I freaked out when he was holding me so close to his body to his heart, that's when I pushed him away. At that moment is when I asked him to take me home. He walked me home around 6:00 pm and just like the gentle man I think he is he walked me to my door and bided me a good night.

***

May, 28, 1959

I woke up this morning just thinking about Danny, lately I have not been able to get him off of my mind, it just seems to be me and him in my head at all times now I don't understand this all of these weird feelings that keep going through my head. At school all I could do was stare at him, it was no longer him looking at me now its me looking at him.
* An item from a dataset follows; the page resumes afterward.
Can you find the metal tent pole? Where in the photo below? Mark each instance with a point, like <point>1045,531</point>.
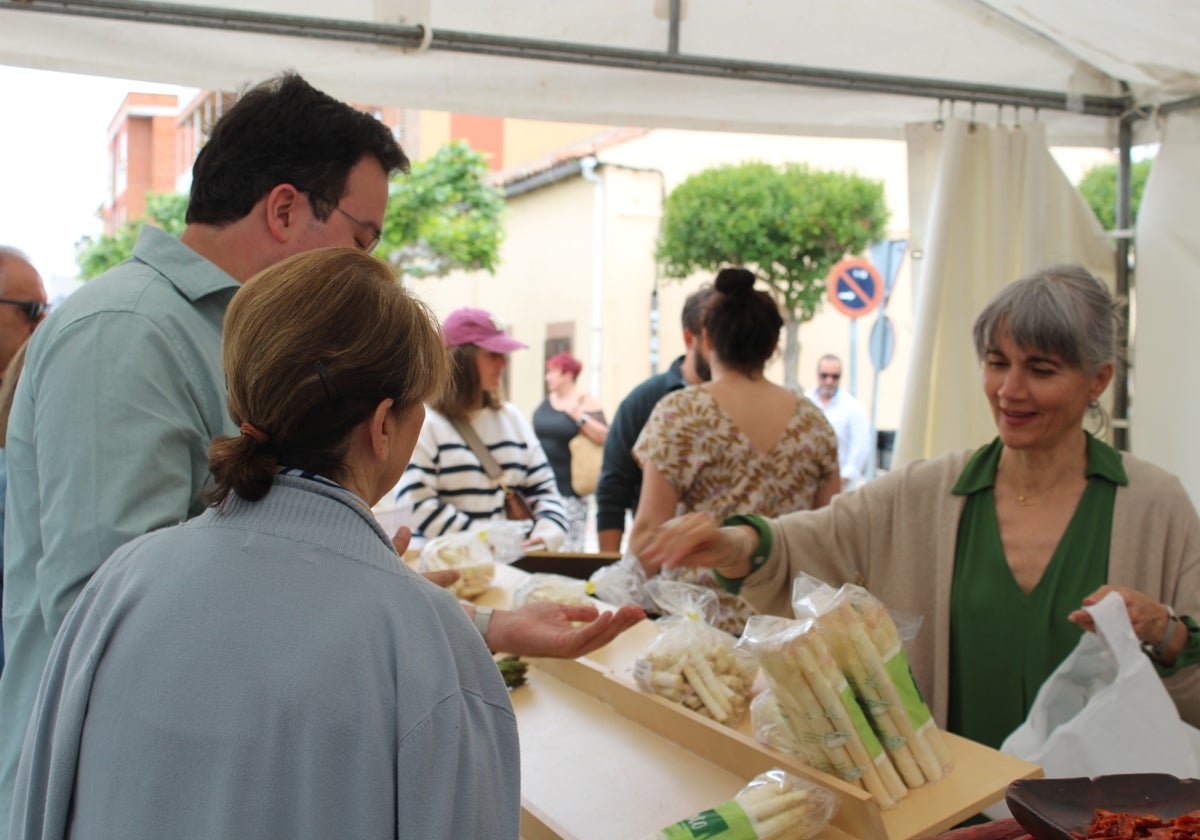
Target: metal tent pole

Its like he has me in a trance every time I see him. Even now I'm in my room and I'm still thinking about him his eyes that capture my soul my whole essence in them. When I look into them I think of his soft and oh so pink lips on mine just moving me from where I sit now.

I went to school today when I should of stayed home because I'm sick, I went to school so I could see him, to see Danny. He just came to my front door and knocked, I went down stairs and opened the door. He looked at me and ask me if I was ok, from my surprise what I said was, "I'm doing good, why do you ask?" from what he said to me surprised me he said "I'm just making sure cause in school you didn't seem yourself."

"Yeah like I said I'm good." I stepped outside to get a better view of the blue sky. Sadly I didn't get three steps out the door before the earth it's self started to spen under my feet then everything went black the last thing I herd is Dannys voice call my name.

I awoke many hours later it was dark outside I could feel a cool breeze coming in from the window I got up in my weakness to close it and almost fell. Just then I felt two strong arms reach out to steady me I figured it was my father but when I turned it was Danny. His sweet face looking at me with such care and worry, oh the worry how I could see it in his eyes. He lifted me up off my feet, holding me like a child he layed me down into my bed.

Our eyes met, Face to face, cheek to cheek and in that one moment it felt like the room, no not just the room, the world was collapsing in around us leaving only me and him he leaned in closer as did I and our lips met in one perfect kiss as smooth as a glass of Absinthe in the warm summer night. My heart, his Heart beating as one oh sweet God if that was heaven I wish I would have never have left that moment, the moment that was taken from me when my stepmother walked in the room and Danny was forced to break our loving embrace.

After my stepmother left the room, Danny said that he should get going before his mother starts to worry about him, in that moment I said to him good night, ill see you tomorrow after school that is if you plan on visiting well I'm out sick.

Even though I was sick late in the night I walked to the window that looked out at Dannys the air smelled of roses. I whispered out into the night air " I love you Danny " knowing it would only be the angels that would here this secret pray uttered from my lips.